Le 25 juin 2014, le FLNC a annoncé son abandon de la lutte armée. Certes, il n’est pas allé jusqu’à déposer les armes et à s’auto-dissoudre, à l’instar de l’ETA. Mais chacun peut constater que depuis quatre ans, l’organisation clandestine n’a commis aucun attentat politique.

Les succès électoraux des nationalistes aux élections municipales de 2014, aux élections territoriales de 2015 et de 2018, à la dernière élection législative avec trois députés élus sur quatre, ont conforté celles et ceux qui, dans ce mouvement, veulent tourner définitivement la page de la clandestinité, écrite à coups d’attentats mais aussi d’assassinats.(...)

Déjà, dans leur rapport de 1998 sur l’antiterrorisme français, « France, la porte ouverte à l’arbitraire  », le premier du genre, les chargés de mission de la fédération internationale des ligues des droits de l’Homme concluaient à propos des questions corse et basque : « Il nous paraît hautement improbable que celles-ci seraient, ou puissent jamais être résolues par des moyens juridiques. »

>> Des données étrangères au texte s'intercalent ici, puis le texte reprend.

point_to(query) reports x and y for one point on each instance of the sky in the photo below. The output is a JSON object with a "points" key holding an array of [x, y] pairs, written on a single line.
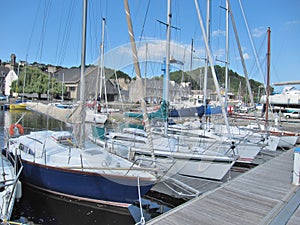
{"points": [[49, 32]]}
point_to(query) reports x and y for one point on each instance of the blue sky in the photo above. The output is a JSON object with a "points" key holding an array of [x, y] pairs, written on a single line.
{"points": [[49, 31]]}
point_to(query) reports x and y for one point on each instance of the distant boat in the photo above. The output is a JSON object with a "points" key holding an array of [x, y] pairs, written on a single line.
{"points": [[18, 105], [289, 97]]}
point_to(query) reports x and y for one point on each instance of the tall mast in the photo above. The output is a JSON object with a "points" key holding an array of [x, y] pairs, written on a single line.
{"points": [[169, 16], [138, 77], [268, 74], [82, 72], [208, 9], [226, 60], [211, 62], [100, 64]]}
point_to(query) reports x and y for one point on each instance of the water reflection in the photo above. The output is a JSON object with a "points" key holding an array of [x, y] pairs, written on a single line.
{"points": [[43, 208]]}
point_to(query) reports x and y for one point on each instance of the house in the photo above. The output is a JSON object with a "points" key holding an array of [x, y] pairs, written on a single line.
{"points": [[153, 90], [71, 79], [3, 72]]}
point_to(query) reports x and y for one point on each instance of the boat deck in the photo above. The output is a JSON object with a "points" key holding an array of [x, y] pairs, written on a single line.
{"points": [[263, 195]]}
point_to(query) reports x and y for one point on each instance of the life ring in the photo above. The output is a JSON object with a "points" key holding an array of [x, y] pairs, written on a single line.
{"points": [[16, 130]]}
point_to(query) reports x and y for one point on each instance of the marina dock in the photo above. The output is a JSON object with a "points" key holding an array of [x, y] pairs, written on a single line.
{"points": [[263, 195]]}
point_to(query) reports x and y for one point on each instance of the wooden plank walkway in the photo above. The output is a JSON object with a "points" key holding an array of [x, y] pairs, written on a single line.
{"points": [[255, 197]]}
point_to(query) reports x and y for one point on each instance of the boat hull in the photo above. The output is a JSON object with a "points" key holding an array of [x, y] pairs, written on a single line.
{"points": [[88, 186]]}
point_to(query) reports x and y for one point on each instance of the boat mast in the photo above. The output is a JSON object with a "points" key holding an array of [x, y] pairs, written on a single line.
{"points": [[169, 16], [82, 72], [102, 69], [138, 78], [211, 62], [208, 11], [226, 60], [268, 75]]}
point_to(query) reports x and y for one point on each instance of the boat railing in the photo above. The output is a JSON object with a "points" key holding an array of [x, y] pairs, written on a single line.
{"points": [[139, 161]]}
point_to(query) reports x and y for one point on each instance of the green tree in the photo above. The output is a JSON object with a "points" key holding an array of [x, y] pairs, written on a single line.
{"points": [[36, 81]]}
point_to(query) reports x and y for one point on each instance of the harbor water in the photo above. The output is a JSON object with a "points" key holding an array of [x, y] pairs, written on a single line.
{"points": [[39, 207]]}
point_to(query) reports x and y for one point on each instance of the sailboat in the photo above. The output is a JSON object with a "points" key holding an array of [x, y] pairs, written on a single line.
{"points": [[56, 162], [10, 187], [166, 150]]}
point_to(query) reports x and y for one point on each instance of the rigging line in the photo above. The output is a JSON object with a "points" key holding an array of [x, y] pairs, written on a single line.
{"points": [[66, 34], [61, 46], [43, 32], [251, 40], [34, 24], [219, 30], [259, 51]]}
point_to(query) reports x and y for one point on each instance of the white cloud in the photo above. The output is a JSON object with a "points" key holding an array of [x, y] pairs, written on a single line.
{"points": [[258, 32], [219, 32], [293, 22], [246, 56]]}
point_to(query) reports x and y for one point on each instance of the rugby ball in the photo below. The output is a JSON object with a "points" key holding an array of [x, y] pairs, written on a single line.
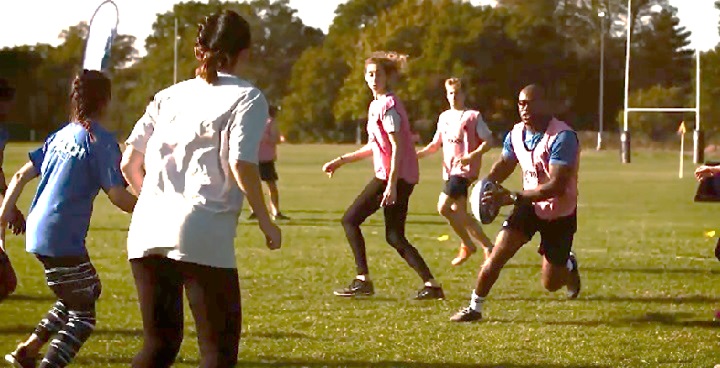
{"points": [[483, 212]]}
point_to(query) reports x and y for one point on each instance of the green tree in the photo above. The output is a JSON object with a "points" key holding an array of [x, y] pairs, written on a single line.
{"points": [[279, 38], [318, 76], [662, 55], [655, 125]]}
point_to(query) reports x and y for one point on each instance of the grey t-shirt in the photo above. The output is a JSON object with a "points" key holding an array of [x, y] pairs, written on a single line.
{"points": [[189, 203]]}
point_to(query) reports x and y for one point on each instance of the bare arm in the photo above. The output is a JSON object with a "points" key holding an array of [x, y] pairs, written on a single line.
{"points": [[274, 134], [502, 169], [17, 184], [122, 199], [560, 176], [396, 142], [432, 147], [247, 176], [482, 148], [3, 184], [334, 164], [132, 168], [357, 155]]}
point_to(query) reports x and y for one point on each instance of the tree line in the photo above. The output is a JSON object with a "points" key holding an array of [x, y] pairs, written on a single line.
{"points": [[317, 78]]}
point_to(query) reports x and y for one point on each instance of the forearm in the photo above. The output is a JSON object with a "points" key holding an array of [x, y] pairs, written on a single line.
{"points": [[428, 150], [542, 192], [135, 178], [395, 160], [501, 170], [362, 153], [132, 169], [17, 184], [482, 148], [248, 178]]}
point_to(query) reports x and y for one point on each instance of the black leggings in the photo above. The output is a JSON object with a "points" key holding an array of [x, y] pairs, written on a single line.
{"points": [[69, 323], [214, 296], [367, 203]]}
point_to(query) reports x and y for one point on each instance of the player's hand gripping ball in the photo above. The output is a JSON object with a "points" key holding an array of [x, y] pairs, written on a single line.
{"points": [[487, 211]]}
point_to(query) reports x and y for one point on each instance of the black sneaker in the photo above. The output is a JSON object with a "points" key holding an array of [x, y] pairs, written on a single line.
{"points": [[280, 216], [573, 283], [466, 314], [357, 288], [20, 359], [430, 293]]}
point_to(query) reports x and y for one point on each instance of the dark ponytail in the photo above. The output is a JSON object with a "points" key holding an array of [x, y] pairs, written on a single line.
{"points": [[220, 38], [90, 93]]}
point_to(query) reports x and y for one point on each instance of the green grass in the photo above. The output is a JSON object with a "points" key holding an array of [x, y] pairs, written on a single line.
{"points": [[650, 280]]}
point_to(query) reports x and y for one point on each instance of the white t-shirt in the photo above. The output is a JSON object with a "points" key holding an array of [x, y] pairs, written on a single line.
{"points": [[189, 203]]}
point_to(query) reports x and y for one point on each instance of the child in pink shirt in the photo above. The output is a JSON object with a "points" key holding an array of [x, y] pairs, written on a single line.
{"points": [[464, 138], [396, 173], [267, 155]]}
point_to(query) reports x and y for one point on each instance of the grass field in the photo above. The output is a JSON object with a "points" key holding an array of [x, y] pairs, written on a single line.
{"points": [[650, 281]]}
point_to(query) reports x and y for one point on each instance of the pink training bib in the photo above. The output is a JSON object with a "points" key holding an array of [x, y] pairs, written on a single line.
{"points": [[459, 136], [535, 165], [380, 142]]}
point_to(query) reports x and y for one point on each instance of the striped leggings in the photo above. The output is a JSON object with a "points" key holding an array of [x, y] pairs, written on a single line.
{"points": [[71, 320]]}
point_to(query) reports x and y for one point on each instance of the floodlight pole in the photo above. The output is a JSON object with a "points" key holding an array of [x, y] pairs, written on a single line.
{"points": [[698, 136], [175, 53], [625, 136], [601, 101]]}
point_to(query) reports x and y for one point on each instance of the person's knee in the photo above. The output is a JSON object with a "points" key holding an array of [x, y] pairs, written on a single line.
{"points": [[395, 239], [159, 350], [552, 282], [349, 220]]}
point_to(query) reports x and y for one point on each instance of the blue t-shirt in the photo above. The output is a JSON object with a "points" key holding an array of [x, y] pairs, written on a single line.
{"points": [[562, 152], [72, 169]]}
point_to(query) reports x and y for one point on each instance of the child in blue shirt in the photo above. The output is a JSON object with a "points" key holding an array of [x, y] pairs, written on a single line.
{"points": [[73, 165]]}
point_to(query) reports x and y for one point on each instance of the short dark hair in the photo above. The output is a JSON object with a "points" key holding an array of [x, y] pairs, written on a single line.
{"points": [[220, 37], [7, 92]]}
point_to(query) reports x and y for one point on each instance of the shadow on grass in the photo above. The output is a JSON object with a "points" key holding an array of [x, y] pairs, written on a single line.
{"points": [[652, 318], [33, 298], [324, 222], [673, 319], [684, 299], [138, 332], [27, 329], [303, 363], [658, 270], [280, 362]]}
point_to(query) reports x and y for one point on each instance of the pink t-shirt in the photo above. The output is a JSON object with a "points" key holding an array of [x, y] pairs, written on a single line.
{"points": [[379, 141], [535, 165], [460, 132], [268, 144]]}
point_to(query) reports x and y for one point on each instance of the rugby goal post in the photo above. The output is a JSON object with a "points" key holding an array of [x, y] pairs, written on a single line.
{"points": [[698, 137]]}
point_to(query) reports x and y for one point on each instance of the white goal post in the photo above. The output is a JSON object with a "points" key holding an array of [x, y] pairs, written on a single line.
{"points": [[698, 141]]}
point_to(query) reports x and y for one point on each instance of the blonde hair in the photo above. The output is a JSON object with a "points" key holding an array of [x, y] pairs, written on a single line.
{"points": [[391, 62], [453, 82]]}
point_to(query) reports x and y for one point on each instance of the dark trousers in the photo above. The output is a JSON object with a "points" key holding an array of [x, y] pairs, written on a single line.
{"points": [[214, 296], [367, 203]]}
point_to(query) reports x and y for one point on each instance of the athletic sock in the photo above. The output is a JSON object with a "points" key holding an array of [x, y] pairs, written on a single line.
{"points": [[476, 302]]}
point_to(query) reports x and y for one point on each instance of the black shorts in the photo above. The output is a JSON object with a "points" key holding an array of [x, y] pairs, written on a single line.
{"points": [[267, 171], [456, 187], [556, 236]]}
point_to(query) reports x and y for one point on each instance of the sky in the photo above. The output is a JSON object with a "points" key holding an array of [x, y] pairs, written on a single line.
{"points": [[137, 17]]}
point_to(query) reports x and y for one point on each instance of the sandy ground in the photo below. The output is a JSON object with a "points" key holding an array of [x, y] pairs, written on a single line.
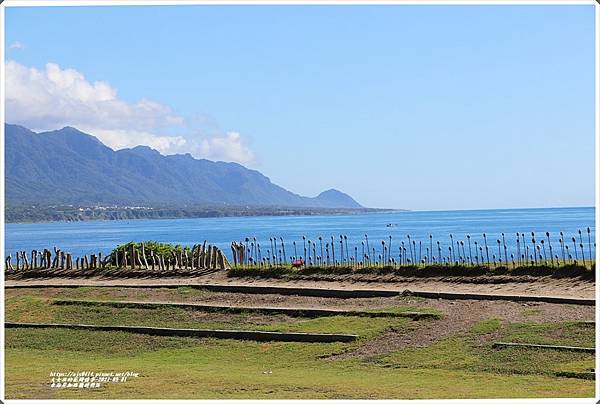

Ils insistaient sur la nécessité de rechercher des solutions ailleurs qu’auprès des seules juridictions pénales – en particulier antiterroristes. Désormais, nous sommes dans cette recherche.

Que la justice, dont le bon fonctionnement repose sur la sérénité soit attentive à ce nouveau contexte. Les circonstances aujourd’hui ne sont plus aggravantes mais apaisantes. Qu’il en soit ainsi de son action, pendant ce mois de juin."

Malik SALEMKOUR, Président de la Ligue des droits de l’Homme
André PACCOU, Délégué de Corse de la Ligue des droits de l’Homme

P.-S.

Lire ou relire : [3]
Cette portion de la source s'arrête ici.